Avant d’entrevoir le fond, esquissons la forme. Que l’on retrouve fin mai aux commandes de la nation un gouvernement dirigé par le Congrès, par son rival du BJP ou encore emmené par un « challenger » du Third Front , il est fort peu de chances que ce dernier se passe de la formule de la coalition. A l’image de la coalition gouvernementale sortante (UPA et ses … 14 membres) ou de celle pilotée par le BJP entre 1998 et 2004 (13 membres), le prochain cabinet issu de la 15e Lok Sabha jouera nécessairement avec la matrice composite, reflet de la fragmentation de la vie politique indienne ces 15 dernières années. Partis politiques sans assise nationale, représentants de castes et formations régionales « mineures » négocieront, additionneront leurs forces et leurs élus aux piliers plus pérennes qu’incarnent le Congrès, le BJP ou encore, dans une moindre mesure, le Communist Party of India (CPI).

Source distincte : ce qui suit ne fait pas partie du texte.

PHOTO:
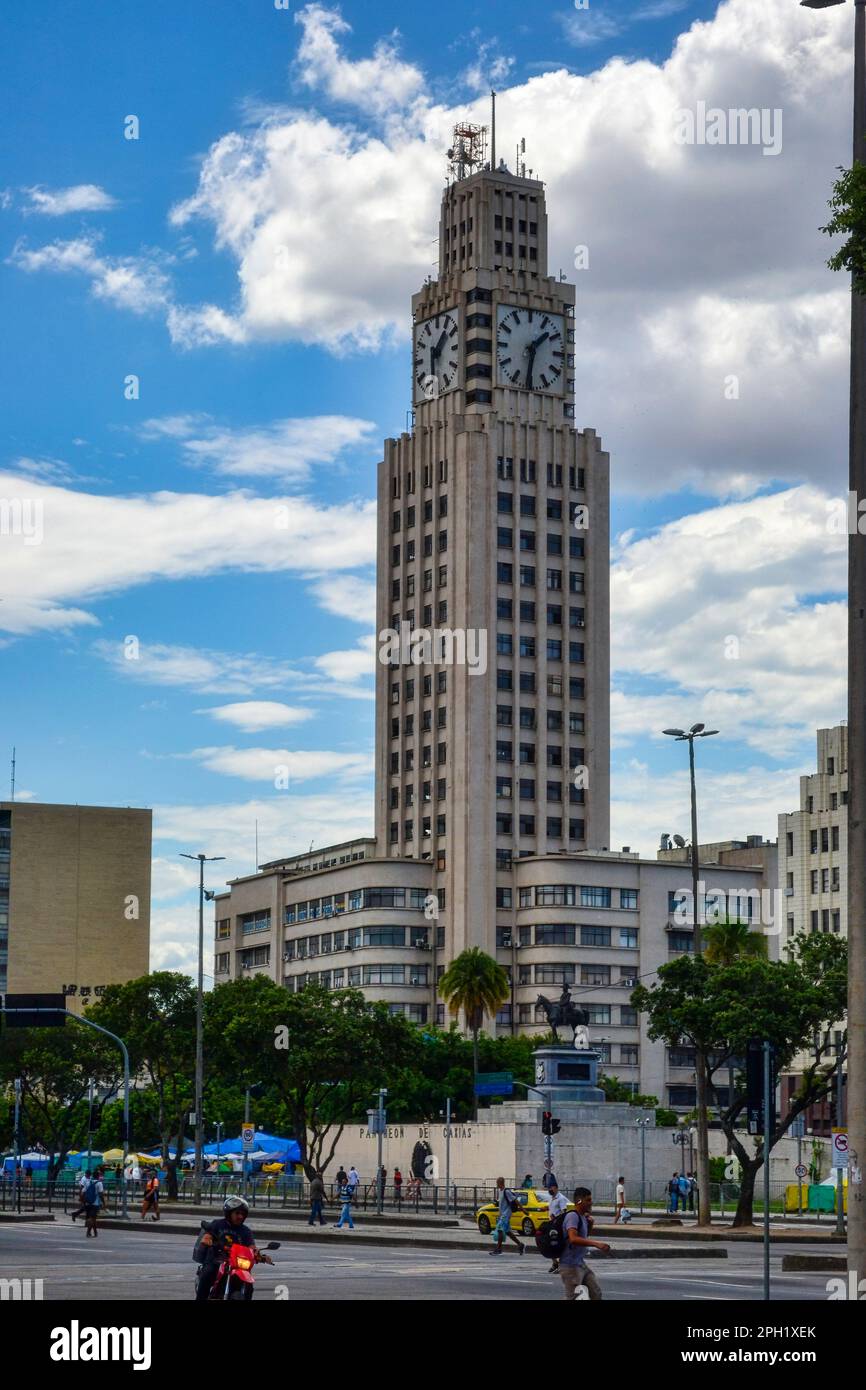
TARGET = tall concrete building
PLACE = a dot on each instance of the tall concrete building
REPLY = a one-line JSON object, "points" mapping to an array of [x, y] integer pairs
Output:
{"points": [[813, 843], [74, 898], [492, 683], [492, 530], [813, 881]]}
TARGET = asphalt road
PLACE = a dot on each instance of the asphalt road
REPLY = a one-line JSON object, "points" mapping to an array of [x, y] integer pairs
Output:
{"points": [[123, 1265]]}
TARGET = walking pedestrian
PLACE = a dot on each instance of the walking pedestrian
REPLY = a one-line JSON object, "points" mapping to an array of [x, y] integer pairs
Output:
{"points": [[684, 1189], [558, 1203], [150, 1201], [93, 1198], [673, 1193], [317, 1200], [620, 1200], [82, 1182], [573, 1269], [508, 1204], [346, 1196]]}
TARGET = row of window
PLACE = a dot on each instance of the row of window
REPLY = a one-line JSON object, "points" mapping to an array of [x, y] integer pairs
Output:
{"points": [[505, 612], [553, 652], [360, 900], [409, 722], [528, 719], [428, 478], [505, 573], [565, 934], [526, 754], [410, 792], [526, 506], [526, 790], [364, 976], [527, 473]]}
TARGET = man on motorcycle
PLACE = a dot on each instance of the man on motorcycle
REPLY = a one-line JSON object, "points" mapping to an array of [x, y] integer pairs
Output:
{"points": [[230, 1229]]}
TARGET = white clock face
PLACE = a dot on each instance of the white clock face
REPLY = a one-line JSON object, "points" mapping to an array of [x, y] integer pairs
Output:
{"points": [[530, 349], [437, 355]]}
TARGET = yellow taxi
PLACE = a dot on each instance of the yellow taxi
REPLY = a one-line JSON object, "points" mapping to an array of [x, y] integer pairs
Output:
{"points": [[526, 1222]]}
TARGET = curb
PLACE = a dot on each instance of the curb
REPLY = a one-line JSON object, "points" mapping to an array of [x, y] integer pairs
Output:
{"points": [[401, 1241], [820, 1264]]}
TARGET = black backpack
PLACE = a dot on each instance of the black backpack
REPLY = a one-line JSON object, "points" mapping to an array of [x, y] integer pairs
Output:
{"points": [[551, 1237]]}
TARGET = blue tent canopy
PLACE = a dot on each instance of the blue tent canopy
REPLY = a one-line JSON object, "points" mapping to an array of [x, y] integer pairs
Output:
{"points": [[278, 1150]]}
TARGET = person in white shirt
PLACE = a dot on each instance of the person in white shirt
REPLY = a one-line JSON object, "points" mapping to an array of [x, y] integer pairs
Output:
{"points": [[620, 1198], [556, 1203]]}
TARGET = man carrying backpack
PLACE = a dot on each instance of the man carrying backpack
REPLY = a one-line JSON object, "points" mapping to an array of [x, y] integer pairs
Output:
{"points": [[573, 1269], [558, 1203], [93, 1198], [684, 1189], [508, 1204]]}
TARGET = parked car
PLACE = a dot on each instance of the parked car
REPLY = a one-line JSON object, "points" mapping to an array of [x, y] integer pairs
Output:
{"points": [[526, 1222]]}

Quelle que soit sa couleur, son homogénéité et le charisme de sa figure de proue, la prochaine équipe gouvernementale sera très vite attendue au tournant par l’électorat sur une batterie de dossiers prioritaires, sur lesquels son expertise et sa volonté seront en un rien de temps jaugées :
– la réponse (forte, décisive) à apporter toute affaire cessante à la menace terroriste, d’inspiration domestique ou extérieure ;
– la reprise du « dialogue composite » avec le Pakistan, au point mort depuis les attentats de Mumbai de novembre 2008 ;
– la préservation de l’activité économique nationale face au ralentissement mondial ;
– le sempiternel dossier (volatile s’il en est en Inde) du Cachemire ;
– enfin, la place de l’Inde dans le monde et plus particulièrement, le juste équilibre à trouver entre insertion en douceur dans la globalisation, rapports plus étroits avec les Etats-Unis d’Amérique et l’indépendance – chère aux citoyens indiens – de la politique étrangère nationale.

Une « feuille de route » qui, qu’elle échoie in fine dans les mains de l’opposition (BJP et consorts) ou demeure l’apanage d’un gouvernement polarisé autour du Congrès, s’avèrera certes non rédhibitoire en tant que telle, mais tout de même d’une belle densité et d’une évidente complexité.



(1)On déplora ces deux dernières semaines divers incidents, tels ces attaques de la guérilla maoïste dans les Etats du Jharkhand, de l’Orissa, du Chhattisgarh et du Bihar.
(2)A l’instar des inhabituelles volées de mots doux échangées entre le leader du BJP, L.K. Advani et le 1er ministre Manmohan Singh, généralement, l’un comme l’autre, plus mesuré dans leurs remarques et critiques.
(3) Croissance du PIB + 9,3% en 2007, + 7,3% en 2008 ; projections entre 5 et 5,5% pour 2009.
(4) cf. attentats / prises d’otages des 26-28 novembre 2008, le « 11 septembre indien » (170 victimes).